Para que Ron dejara de reírse, Harry señaló a un grupo de adolescentes a los que no había visto nunca.

—¿Quiénes serán? —preguntó—. No van a Hogwarts, ¿verdad?

—Supongo que estudian en el extranjero —respondió Ron—. Sé que hay otros colegios, pero no conozco a nadie que vaya a ninguno de ellos. Bill se escribía con un chico de Brasil... hace una pila de años... Quería hacer intercambio con él, pero mis padres no tenían bastante dinero. El chico se molestó mucho cuando se enteró de que Bill no iba a ir, y le envió un sombrero encantado que hizo que se le cayeran las orejas para abajo como si fueran hojas mustias.

Harry se rió, y no confesó que le sorprendía enterarse de que existían otros colegios de magia. Al ver a representantes de tantas nacionalidades en el cámping, pensó que había sido un tonto al creer que Hogwarts sería el único.
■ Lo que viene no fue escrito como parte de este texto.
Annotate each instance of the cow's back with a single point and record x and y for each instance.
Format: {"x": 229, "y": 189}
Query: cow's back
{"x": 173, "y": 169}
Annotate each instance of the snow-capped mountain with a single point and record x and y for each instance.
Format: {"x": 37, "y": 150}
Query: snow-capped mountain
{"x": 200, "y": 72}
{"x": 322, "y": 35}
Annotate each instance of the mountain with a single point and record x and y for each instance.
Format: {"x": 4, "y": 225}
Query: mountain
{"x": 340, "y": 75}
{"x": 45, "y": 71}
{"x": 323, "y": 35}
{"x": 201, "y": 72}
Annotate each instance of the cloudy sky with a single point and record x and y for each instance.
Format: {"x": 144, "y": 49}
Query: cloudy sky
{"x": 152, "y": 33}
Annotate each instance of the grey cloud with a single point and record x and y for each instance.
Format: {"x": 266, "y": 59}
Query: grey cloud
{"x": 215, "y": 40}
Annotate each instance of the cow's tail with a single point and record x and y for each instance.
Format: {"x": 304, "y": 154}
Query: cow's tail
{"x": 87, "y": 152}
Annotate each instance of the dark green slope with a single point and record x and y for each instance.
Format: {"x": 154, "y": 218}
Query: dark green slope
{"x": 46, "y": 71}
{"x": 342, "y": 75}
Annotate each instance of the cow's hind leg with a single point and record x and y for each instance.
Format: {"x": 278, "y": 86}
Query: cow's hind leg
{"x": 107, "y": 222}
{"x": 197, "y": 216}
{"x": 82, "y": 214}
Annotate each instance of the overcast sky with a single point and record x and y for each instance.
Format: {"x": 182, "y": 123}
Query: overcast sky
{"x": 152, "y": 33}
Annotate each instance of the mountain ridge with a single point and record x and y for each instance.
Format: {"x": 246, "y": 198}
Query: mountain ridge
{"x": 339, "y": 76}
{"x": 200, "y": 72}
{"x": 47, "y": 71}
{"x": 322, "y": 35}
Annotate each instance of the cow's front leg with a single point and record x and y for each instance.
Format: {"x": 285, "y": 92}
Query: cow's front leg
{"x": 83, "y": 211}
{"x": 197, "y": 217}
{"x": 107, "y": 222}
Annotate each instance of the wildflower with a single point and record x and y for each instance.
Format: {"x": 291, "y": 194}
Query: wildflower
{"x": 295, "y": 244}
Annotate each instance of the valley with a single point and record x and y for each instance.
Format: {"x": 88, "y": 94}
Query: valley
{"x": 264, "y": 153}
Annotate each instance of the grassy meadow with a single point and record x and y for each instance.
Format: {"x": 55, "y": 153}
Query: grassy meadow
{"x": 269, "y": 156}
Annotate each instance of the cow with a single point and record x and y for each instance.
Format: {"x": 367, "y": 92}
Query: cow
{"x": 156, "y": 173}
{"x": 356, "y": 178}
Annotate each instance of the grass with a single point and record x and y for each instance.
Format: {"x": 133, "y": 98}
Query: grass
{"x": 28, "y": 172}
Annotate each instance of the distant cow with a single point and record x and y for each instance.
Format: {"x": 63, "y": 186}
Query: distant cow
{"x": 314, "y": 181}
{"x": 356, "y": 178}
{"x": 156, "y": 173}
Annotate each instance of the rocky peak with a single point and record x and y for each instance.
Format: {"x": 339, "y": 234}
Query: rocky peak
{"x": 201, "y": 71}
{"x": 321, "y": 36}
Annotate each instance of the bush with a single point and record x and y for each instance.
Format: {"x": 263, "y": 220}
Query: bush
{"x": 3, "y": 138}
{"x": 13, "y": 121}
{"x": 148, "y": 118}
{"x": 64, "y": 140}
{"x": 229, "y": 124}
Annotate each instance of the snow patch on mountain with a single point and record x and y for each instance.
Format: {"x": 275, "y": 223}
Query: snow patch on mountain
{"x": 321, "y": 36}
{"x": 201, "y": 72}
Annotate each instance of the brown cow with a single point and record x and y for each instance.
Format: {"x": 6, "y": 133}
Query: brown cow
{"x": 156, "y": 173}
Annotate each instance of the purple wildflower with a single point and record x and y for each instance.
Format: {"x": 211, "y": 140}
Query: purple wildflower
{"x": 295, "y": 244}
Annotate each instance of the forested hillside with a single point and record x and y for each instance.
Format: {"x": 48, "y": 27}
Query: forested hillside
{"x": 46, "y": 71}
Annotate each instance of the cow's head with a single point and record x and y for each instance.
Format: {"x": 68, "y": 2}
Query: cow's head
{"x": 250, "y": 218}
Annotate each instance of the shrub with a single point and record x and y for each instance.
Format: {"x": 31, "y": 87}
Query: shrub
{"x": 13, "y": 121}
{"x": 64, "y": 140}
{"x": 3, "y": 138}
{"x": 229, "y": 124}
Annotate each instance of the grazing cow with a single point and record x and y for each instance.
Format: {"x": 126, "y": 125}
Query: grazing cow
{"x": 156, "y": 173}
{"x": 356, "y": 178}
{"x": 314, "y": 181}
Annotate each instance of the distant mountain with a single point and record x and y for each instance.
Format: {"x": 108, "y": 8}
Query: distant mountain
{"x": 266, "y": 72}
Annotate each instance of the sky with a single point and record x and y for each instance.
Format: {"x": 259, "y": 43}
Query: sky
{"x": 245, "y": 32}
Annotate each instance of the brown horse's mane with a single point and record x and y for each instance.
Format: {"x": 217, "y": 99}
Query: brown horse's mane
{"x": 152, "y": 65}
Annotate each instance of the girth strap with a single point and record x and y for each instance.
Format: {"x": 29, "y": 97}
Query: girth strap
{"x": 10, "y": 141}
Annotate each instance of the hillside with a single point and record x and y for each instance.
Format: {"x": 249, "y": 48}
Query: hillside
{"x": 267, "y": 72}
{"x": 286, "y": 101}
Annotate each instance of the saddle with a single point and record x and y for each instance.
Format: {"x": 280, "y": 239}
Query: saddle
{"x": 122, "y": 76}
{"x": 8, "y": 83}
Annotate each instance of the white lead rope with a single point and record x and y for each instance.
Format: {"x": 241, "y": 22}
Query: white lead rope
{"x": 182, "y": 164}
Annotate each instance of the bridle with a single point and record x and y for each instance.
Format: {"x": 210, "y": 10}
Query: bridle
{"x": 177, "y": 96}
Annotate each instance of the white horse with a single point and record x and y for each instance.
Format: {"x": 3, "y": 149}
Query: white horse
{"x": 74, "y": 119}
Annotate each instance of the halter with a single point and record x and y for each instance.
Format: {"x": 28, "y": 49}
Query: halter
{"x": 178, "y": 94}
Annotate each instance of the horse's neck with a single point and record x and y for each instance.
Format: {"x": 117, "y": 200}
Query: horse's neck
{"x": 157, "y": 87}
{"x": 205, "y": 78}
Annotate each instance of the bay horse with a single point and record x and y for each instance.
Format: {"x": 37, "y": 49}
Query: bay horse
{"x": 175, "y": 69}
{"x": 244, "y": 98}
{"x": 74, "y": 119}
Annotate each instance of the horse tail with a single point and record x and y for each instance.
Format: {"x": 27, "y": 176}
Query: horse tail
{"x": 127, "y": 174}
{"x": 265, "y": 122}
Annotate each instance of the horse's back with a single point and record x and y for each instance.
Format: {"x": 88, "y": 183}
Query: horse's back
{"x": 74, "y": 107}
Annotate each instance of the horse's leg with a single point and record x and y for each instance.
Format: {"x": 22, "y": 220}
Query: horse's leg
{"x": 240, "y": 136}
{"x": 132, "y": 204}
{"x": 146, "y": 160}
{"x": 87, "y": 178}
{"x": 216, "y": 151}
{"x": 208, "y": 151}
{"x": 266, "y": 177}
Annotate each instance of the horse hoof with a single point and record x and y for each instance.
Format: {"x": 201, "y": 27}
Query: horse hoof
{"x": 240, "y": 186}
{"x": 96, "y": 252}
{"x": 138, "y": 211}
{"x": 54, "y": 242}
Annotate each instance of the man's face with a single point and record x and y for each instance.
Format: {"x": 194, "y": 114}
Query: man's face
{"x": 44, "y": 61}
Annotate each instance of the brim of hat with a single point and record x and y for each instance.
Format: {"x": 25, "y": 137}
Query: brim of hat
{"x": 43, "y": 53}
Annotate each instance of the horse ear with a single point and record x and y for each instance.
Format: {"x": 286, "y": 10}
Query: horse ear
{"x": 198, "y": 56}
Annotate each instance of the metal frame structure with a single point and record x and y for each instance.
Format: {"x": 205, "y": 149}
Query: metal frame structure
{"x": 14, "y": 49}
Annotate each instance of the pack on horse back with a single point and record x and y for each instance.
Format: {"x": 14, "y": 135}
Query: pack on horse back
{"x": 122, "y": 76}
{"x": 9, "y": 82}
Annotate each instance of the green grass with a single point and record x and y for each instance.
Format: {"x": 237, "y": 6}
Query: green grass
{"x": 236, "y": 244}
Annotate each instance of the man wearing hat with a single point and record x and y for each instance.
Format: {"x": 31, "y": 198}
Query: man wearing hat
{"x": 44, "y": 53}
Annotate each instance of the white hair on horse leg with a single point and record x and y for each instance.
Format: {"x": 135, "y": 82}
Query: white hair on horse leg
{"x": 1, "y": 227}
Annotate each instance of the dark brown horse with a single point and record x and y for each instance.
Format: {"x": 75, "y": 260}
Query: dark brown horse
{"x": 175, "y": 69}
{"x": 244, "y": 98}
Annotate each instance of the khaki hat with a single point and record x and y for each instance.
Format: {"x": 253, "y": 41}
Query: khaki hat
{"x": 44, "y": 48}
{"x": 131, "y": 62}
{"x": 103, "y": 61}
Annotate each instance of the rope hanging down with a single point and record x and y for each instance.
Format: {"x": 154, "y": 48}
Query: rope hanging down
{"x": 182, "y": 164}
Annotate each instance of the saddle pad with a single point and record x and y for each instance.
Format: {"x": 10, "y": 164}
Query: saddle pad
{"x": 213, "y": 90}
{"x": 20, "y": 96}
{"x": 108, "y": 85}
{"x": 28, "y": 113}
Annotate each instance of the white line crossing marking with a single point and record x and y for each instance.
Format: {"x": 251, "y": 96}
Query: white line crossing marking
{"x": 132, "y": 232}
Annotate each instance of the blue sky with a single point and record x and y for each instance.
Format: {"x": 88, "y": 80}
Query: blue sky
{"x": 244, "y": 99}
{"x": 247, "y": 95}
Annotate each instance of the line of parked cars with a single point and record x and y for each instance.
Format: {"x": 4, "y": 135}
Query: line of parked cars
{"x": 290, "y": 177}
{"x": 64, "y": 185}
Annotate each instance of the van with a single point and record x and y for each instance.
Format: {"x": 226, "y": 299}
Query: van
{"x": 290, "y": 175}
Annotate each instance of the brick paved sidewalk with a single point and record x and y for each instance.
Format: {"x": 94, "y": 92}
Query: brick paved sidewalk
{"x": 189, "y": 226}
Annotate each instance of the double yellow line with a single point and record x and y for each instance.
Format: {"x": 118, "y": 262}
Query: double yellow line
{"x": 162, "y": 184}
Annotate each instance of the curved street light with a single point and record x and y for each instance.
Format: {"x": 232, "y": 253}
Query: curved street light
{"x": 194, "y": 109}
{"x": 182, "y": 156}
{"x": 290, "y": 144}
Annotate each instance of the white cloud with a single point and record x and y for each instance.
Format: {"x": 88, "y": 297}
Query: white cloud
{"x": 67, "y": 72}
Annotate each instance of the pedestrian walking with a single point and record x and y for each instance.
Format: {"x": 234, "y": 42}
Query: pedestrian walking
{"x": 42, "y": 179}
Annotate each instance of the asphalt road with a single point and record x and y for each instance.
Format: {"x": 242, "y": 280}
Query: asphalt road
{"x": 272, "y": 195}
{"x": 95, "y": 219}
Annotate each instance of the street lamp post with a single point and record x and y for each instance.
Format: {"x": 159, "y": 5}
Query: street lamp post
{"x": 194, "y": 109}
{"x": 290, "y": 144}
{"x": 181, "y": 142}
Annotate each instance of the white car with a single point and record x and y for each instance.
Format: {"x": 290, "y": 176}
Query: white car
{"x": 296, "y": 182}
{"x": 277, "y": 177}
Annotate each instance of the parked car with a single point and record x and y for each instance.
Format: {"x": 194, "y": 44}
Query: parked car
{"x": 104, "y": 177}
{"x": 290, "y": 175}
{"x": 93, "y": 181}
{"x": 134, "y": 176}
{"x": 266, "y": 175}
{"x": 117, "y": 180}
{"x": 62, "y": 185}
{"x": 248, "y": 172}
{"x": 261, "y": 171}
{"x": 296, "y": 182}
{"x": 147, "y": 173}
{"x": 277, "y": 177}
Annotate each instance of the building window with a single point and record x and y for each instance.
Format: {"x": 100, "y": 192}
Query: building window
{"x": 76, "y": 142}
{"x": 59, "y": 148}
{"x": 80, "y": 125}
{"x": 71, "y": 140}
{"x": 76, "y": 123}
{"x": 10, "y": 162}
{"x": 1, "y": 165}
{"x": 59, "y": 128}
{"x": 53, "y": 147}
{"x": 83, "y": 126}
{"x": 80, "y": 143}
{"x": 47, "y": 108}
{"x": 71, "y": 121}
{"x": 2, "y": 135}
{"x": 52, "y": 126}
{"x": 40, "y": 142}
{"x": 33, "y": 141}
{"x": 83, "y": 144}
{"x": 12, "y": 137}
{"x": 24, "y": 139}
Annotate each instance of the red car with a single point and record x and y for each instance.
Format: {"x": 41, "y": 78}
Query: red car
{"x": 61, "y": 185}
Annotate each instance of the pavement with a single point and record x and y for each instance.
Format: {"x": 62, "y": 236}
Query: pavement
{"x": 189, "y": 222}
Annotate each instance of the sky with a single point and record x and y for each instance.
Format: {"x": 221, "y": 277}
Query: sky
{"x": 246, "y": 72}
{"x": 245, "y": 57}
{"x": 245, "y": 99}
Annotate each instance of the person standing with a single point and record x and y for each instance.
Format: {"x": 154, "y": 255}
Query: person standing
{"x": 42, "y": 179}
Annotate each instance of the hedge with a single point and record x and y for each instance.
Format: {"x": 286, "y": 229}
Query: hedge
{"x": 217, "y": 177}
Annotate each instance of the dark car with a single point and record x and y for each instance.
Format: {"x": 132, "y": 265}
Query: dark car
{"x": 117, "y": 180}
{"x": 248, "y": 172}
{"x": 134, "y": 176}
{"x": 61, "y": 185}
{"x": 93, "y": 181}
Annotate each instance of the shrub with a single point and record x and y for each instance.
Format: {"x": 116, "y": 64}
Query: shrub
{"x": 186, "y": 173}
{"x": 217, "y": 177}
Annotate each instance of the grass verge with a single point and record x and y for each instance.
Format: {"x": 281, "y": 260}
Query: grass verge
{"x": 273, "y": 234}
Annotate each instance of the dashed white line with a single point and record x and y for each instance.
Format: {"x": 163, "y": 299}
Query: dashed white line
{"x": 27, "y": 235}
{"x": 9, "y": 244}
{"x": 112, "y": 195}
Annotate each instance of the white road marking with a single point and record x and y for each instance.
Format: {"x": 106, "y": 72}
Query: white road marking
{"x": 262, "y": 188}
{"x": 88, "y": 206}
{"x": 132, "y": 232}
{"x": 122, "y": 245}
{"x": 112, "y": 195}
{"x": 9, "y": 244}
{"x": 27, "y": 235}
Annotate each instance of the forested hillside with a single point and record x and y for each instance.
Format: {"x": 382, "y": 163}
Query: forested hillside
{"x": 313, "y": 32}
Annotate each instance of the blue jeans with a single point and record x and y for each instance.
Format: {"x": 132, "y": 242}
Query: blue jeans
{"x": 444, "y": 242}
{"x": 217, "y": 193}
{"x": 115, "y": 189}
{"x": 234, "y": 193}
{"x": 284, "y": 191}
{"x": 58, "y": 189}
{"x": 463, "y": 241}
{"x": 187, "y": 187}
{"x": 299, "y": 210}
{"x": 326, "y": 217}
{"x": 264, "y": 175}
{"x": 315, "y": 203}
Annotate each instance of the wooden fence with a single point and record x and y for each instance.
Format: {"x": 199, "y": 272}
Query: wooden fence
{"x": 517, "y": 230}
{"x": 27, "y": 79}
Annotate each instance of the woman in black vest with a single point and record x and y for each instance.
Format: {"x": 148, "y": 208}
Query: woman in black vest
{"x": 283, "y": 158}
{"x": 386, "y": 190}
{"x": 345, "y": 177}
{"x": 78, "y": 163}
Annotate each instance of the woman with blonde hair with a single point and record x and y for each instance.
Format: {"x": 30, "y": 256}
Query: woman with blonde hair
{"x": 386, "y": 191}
Observó que Hermione no parecía nada sorprendida por la información. Sin duda, ella había tenido noticia de otros colegios de magia al leer algún libro.

—Habéis tardado siglos —dijo George, cuando llegaron por fin a las tiendas de los Weasley.

—Nos hemos encontrado a unos cuantos conocidos —explicó Ron, dejando la cazuela—. ¿Aún no habéis encendido el fuego?

—Papá lo está pasando bomba con los fósforos —contestó Fred.

El señor Weasley no lograba encender el fuego, aunque no porque no lo intentara.

A su alrededor, el suelo estaba lleno de fósforos consumidos, pero parecía estar disfrutando como nunca.

—¡Vaya! —exclamaba cada vez que lograba encender un fósforo, e inmediatamente lo dejaba caer de la sorpresa.

—Déjeme, señor Weasley —dijo Hermione amablemente, cogiendo la caja para mostrarle cómo se hacía.

Al final encendieron fuego, aunque pasó al menos otra hora hasta que se pudo cocinar en él. Sin embargo, había mucho que ver mientras esperaban. Habían montado las tiendas delante de una especie de calle que llevaba al estadio, y el personal del Ministerio iba por ella de un lado a otro apresuradamente, y al pasar saludaban con cordialidad al señor Weasley. Éste no dejaba de explicar quiénes eran, sobre todo a Harry y a Hermione, porque sus propios hijos sabían ya demasiado del Ministerio para mostrarse interesados.